In particular, this is a big problem for scripting languages that want to use modules written in compiled languages, as well as OpenGL which uses dlopen to load a vendor-specific driver.

> Dynamically-linked programs will load faster when their dependencies are already loaded in memory, and slower otherwise. The biggest win here is the C library.

But doesn't the dynamic linker still have to do extra work to resolve the relocations in the executable, even when the dependency libraries are already loaded?

2 comments

> > 1. symbol collisions -> accidental interposition (and crashes);

> I've encountered symbol collisions only twice, but both resulted in linker errors due to multiple function definitions. I'm not sure how this could happen accidentally. Maybe you are referring to variables in the common section getting merged into a single symbol? Recent gcc enables -fno-common by default, so those will be caught by the linker as well.

No, this comes up all the time. Try building an all-in-one busybox-style program, and you'll quickly run into conflicts.

If static link archives had all the metadata that ELF files have, then the link-editor could resolve conflicts correctly. That is the correct fix, but no one is putting effort into it. The static linkers haven't changed much since symbol length limits were raised from 14 bytes!

> > 2. you have to flatten the dependency tree into a topological sort at the final link-edit.
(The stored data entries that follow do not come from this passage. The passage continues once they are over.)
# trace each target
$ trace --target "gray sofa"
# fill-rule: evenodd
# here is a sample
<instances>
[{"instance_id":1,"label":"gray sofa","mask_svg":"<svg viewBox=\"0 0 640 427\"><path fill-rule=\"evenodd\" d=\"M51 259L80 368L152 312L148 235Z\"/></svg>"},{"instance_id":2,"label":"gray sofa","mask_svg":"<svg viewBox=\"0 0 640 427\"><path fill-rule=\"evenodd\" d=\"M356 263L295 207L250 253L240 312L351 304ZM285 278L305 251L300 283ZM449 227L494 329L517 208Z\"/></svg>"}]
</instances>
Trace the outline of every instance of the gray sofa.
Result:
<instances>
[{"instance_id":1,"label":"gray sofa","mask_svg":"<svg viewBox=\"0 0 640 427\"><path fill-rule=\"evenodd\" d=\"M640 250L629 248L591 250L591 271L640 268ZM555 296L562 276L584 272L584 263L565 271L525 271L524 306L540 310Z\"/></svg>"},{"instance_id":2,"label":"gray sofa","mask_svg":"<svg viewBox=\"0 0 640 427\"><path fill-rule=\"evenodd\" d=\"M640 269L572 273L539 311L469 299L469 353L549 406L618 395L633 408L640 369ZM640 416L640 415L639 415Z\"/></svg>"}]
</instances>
> Yes, this is pretty annoying. pkg-config can solve this to some degree with its --static option, but that only works if your libraries supply a .pc file (this is often the case, though).

pkg-config alleviates the problem, but it's not enough. Among other things building a build system that can build with both, static and dynamic linking is a real pain. But more importantly, this flattening of dependency trees loses information and makes it difficult for link-editors to resolve symbol conflicts correctly (see above).

> > Dynamically-linked programs will load faster when their dependencies are already loaded in memory, and slower otherwise. The biggest win here is the C library.

> But doesn't the dynamic linker still have to do extra work to resolve the relocations in the executable, even when the dependency libraries are already loaded?

It's still faster than I/O. (Or at least it was back in the days of hard drives. But I think it's still true even in the days of SSDs.)

> But doesn't the dynamic linker still have to do extra work to resolve the relocations in the executable, even when the dependency libraries are already loaded?

For dynamic linking there's usually only a single reference that needs to be fixed up in the PLT or GOT for each referenced symbol and the fix-ups are all localized, so that part is typically a very small cost. But this means every call to a dynamically linked library goes through an extra stub function, which adds I$ and BTB pressure compared to static linking.

(If you do things manually with dlsym there's also an extra indirection but it's a little different mechanically since you do an indirect call of a function pointer rather than doing a direct call to a forwarding stub. The advantage of the forwarding stub is that even if there's a BTB miss for either of the two direct calls, you don't suffer a branch mispredict but just a few front-end cycles waiting for the instruction decode, which VTune labels as a "branch resteer". The direct call option also leads to smaller code size for each call site which helps with I$ pressure. Basically it's the difference between CALL rel32 and MOV tmp, [RIP + disp32]; CALL [tmp].)